Finding individuals with severe liver fibrosis among patients with chronic liver disease is essential when evaluating prognosis, potential risk for complications, and when deciding treatment strategies. Herein, we demonstrate a significant association between serum suPAR levels and severity of fibrosis, but not with systemic or histopathologic inflammation. Further translational studies are warranted to scrutinize the biological relevance of suPAR in chronic liver disease and address the question if suPAR provides additional information compared with the present noninvasive scoring systems for liver fibrosis.

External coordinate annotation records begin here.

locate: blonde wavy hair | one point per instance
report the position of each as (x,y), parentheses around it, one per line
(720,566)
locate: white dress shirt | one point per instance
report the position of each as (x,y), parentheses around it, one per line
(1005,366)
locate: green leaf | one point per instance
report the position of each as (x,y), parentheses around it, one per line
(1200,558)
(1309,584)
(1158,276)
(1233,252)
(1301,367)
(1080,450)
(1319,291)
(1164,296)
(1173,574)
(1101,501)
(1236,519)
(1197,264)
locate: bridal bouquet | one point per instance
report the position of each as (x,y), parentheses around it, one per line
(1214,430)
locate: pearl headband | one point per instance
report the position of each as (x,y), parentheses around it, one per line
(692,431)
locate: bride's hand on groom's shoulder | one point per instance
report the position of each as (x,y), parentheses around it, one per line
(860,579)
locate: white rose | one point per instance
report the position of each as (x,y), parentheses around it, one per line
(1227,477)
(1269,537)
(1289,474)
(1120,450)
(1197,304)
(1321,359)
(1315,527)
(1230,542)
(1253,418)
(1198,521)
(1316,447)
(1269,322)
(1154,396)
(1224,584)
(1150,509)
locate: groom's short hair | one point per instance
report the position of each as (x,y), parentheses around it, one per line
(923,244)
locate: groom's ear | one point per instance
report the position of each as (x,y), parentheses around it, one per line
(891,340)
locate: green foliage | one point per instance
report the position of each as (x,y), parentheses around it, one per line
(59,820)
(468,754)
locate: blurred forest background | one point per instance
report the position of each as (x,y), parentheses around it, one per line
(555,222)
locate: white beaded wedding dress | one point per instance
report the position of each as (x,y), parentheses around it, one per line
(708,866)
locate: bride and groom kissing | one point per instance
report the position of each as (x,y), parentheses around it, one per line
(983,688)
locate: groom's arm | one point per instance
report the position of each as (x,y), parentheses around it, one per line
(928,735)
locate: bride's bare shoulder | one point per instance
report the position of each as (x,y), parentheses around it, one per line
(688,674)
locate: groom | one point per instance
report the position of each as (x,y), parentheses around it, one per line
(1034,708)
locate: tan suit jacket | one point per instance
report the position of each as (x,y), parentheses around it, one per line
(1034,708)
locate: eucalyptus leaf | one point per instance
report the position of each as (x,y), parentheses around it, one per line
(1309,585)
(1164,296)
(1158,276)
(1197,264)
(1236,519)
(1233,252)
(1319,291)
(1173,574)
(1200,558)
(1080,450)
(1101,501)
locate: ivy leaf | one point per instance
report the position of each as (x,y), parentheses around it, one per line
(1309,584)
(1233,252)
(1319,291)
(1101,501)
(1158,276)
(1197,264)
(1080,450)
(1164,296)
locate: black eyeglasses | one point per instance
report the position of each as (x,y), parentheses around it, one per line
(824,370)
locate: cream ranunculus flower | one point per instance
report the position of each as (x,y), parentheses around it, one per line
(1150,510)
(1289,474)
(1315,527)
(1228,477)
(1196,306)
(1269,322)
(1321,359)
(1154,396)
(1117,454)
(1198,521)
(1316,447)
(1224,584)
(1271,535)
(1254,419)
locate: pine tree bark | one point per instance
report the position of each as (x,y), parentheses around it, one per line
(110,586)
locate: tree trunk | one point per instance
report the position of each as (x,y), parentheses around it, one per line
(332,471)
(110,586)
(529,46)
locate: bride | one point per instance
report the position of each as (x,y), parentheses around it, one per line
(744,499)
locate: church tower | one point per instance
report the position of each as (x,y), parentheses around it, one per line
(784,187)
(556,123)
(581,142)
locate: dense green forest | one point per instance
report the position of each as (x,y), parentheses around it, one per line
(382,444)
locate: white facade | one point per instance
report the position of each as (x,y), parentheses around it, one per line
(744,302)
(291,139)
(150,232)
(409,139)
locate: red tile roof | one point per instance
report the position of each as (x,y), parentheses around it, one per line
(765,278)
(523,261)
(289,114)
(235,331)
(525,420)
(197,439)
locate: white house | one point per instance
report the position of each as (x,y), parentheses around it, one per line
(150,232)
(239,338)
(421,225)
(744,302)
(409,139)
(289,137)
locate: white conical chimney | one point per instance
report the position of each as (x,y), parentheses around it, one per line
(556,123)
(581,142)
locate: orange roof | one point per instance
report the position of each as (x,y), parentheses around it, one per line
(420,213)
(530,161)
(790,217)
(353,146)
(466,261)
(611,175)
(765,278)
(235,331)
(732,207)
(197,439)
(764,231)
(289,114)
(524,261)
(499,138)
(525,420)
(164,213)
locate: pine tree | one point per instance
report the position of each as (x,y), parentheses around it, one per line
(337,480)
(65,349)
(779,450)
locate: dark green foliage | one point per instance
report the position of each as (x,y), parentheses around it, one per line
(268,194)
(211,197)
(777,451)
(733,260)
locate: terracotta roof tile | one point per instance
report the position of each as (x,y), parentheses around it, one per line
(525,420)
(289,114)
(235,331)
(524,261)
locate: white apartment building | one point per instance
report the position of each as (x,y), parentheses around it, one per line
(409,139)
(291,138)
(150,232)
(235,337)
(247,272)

Hepatic fibrogenesis is a maladaptive wound-healing process that occurs in response to persistent, injurious stimuli affecting the hepatocytes. This results in a stereotypical chronic inflammatory response leading to hepatic stellate cell (HSC) activation that produces an accumulation of extracellular matrix complexes.1 The crosslinking of collagen fibrils within the extracellular matrix leads to fibrous scar formation and eventual distortion of the hepatic architecture.1 The presence and stage of liver fibrosis is of paramount importance in patients with chronic liver disease when deciding treatment strategies, response to therapy, prognosis, and the potential risk for complications.

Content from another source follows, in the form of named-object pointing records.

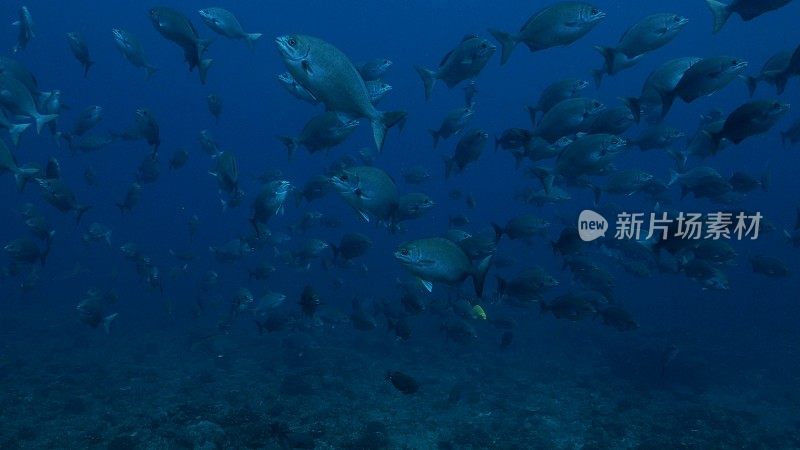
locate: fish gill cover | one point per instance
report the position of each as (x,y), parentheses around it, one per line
(597,249)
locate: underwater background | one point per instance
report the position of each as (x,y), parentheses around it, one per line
(704,368)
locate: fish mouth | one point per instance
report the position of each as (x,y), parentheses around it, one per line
(289,52)
(740,66)
(682,22)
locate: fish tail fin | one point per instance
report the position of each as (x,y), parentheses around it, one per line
(86,68)
(428,78)
(435,135)
(16,131)
(251,39)
(498,231)
(721,13)
(765,179)
(797,220)
(383,122)
(716,141)
(635,106)
(533,111)
(667,99)
(598,191)
(479,278)
(597,75)
(752,84)
(680,159)
(80,211)
(502,286)
(608,54)
(448,166)
(203,69)
(42,119)
(507,43)
(290,143)
(780,82)
(673,177)
(107,322)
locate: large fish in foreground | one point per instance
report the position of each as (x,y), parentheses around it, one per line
(747,9)
(559,24)
(440,260)
(176,27)
(330,77)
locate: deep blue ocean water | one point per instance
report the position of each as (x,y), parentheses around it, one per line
(168,376)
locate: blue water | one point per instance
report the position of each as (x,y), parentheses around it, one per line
(168,376)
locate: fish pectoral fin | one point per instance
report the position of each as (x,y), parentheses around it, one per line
(307,68)
(428,285)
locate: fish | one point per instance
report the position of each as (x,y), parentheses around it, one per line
(8,163)
(368,190)
(647,35)
(746,9)
(270,202)
(468,150)
(704,78)
(81,51)
(293,87)
(176,27)
(440,260)
(329,76)
(131,199)
(224,23)
(559,24)
(528,285)
(15,130)
(56,192)
(464,62)
(569,117)
(322,132)
(554,94)
(750,119)
(132,50)
(26,30)
(17,99)
(770,72)
(214,106)
(658,86)
(374,69)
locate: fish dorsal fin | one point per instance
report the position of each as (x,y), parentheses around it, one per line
(445,58)
(428,285)
(307,69)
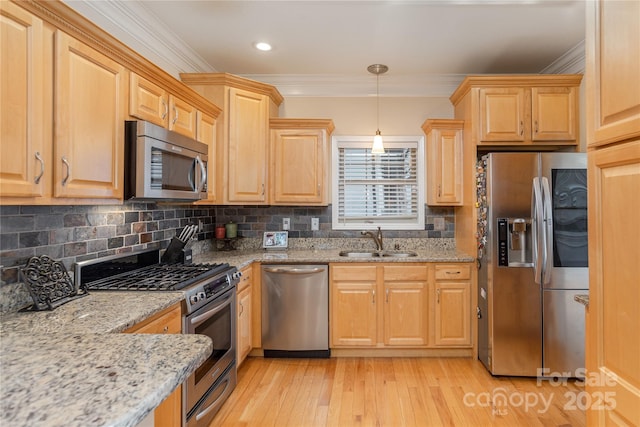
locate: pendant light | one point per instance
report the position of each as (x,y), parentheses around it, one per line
(377,69)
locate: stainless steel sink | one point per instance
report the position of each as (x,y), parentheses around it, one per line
(360,254)
(373,254)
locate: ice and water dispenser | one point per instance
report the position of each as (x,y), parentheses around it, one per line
(515,242)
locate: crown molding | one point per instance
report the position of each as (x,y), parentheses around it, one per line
(134,25)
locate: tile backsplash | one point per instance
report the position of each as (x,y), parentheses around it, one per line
(76,233)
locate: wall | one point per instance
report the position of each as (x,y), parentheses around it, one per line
(357,116)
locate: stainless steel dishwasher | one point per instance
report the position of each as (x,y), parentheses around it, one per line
(295,310)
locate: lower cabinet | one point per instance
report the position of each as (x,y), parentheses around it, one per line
(400,305)
(243,313)
(169,321)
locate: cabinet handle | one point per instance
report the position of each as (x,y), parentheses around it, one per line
(175,117)
(166,109)
(39,158)
(66,178)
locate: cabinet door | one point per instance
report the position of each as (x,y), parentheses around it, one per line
(613,319)
(148,101)
(405,313)
(444,167)
(244,324)
(247,146)
(613,67)
(207,135)
(298,167)
(554,114)
(91,96)
(182,117)
(503,115)
(353,317)
(22,99)
(453,316)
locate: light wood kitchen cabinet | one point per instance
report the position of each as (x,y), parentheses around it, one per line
(206,133)
(444,161)
(528,115)
(90,104)
(452,316)
(242,134)
(299,161)
(244,305)
(353,309)
(406,307)
(168,321)
(613,153)
(520,111)
(383,305)
(24,152)
(151,102)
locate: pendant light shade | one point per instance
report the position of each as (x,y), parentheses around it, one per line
(377,69)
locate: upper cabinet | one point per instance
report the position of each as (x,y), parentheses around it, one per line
(25,156)
(299,161)
(90,91)
(65,89)
(444,161)
(520,112)
(149,101)
(242,134)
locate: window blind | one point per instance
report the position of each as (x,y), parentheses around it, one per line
(378,187)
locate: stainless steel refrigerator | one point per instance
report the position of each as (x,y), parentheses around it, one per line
(532,249)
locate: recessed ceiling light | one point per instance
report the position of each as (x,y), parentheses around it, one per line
(263,46)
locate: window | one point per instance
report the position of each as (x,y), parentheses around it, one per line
(371,190)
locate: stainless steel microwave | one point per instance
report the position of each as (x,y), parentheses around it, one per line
(163,165)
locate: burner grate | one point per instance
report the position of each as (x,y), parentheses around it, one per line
(161,277)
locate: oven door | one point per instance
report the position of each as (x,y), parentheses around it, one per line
(217,320)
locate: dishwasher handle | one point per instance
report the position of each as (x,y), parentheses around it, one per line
(293,270)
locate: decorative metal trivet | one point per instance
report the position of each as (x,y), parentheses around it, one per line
(49,283)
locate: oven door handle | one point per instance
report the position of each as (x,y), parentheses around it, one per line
(206,315)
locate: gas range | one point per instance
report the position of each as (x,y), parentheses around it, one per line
(142,271)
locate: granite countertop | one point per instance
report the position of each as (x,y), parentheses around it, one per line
(241,259)
(70,366)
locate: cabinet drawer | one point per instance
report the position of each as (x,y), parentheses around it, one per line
(405,272)
(245,279)
(168,321)
(453,271)
(349,272)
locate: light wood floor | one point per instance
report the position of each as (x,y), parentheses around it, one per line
(393,392)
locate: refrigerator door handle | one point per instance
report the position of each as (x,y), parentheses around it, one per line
(536,227)
(547,231)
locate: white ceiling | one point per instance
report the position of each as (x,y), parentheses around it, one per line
(323,48)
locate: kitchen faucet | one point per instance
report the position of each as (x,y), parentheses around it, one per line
(377,237)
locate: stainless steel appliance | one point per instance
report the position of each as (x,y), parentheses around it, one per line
(295,310)
(532,231)
(210,304)
(163,165)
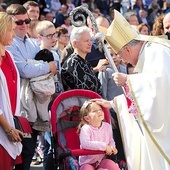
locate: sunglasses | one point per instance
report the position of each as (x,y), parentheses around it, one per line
(21,22)
(50,36)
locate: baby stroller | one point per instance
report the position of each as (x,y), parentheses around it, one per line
(64,122)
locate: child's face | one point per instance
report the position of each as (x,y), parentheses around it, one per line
(96,115)
(49,37)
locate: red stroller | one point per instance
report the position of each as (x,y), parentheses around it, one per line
(64,122)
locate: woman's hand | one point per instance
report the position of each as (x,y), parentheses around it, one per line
(119,78)
(15,135)
(114,150)
(109,150)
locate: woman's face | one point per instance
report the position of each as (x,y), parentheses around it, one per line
(144,30)
(85,43)
(9,35)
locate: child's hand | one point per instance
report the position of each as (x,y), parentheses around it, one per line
(114,150)
(109,150)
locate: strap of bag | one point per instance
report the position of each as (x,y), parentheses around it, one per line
(21,123)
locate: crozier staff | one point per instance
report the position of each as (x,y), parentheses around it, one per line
(147,96)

The “gold standard” for staging liver fibrosis is still percutaneous liver biopsy.2 However, important limitations to biopsy exist. Significant complications, requiring hospital admission or prolonged hospital stay, occur in 1%–5% of patients, and mortality has been reported to range between 0.1 and 1 in 1000 patients.3 In addition, liver biopsy has 2 major limitations: sampling error and interobserver variability. A needle liver biopsy only represents 1/50,000 of the total organ, that is, the potential for sampling error remains substantial. Autopsy and laparoscopy studies have demonstrated that cirrhosis is missed on a single blind liver biopsy in between 10% and 30% of cases.4, 5 The intra- and interobserver variability may range from 15% to as high as 33% for determining fibrosis stage.5
The attempts to find reliable noninvasive markers of liver fibrosis have recently increased dramatically as a result of the evolving novel therapies for hepatitis C and B.6, 7 By analogy, a considerable interest has arisen in extending this work into the field of nonalcoholic fatty liver disease (NAFLD) because of its increased prevalence.8, 9 Moreover, recent long-term studies suggest that the development of fibrosis in NAFLD has an important prognostic significance.10
The soluble urokinase plasminogen activator receptor (suPAR) constitutes the circulating form of the glycosylphosphatidylinositol-linked membrane protein urokinase-type plasminogen activator receptor (uPAR; CD87), and is involved in inflammation, tissue remodeling, and cancer metastasis.11, 12 uPAR is expressed by a wide range of immune cells, whereas suPAR can be detected in different body fluids, including serum and plasma.11, 12, 13, 14, 15, 16, 17 Cell-surface uPAR expression is upregulated on stimulation with growth factors and cytokines such as interleukin 1β and tumor necrosis factor.18, 19 The full-length suPAR shed from the cell surface contains 3 domains (DI-III), and suPAR can occur in different cleaved forms consisting of only DI or DII-III, with partly divergent biological functions.12, 20 Increased levels of suPAR have been found to predict disease outcome in various forms of cancer and infectious diseases.21, 22 Furthermore, suPAR blood levels correlate with markers of organ dysfunction such as creatinine, urea, cystatin C, bilirubin, and albumin in the severely ill.21 In chronic liver disease with progressive liver fibrosis, suPAR has also been shown to be increased and correlates with poor prognosis.23, 24, 25 In patients with systemic lupus erythematosus, suPAR seems to reflect organ damage and disease severity rather than ongoing inflammation.26
The main aim of the present study was to evaluate serum suPAR as a noninvasive test to detect liver fibrosis in patients with NAFLD and chronic hepatitis C virus (HCV) infection, respectively. The secondary aim was to compare the diagnostic performance of suPAR with a number of simple noninvasive tests previously reported to be of clinical value in identifying advanced liver fibrosis.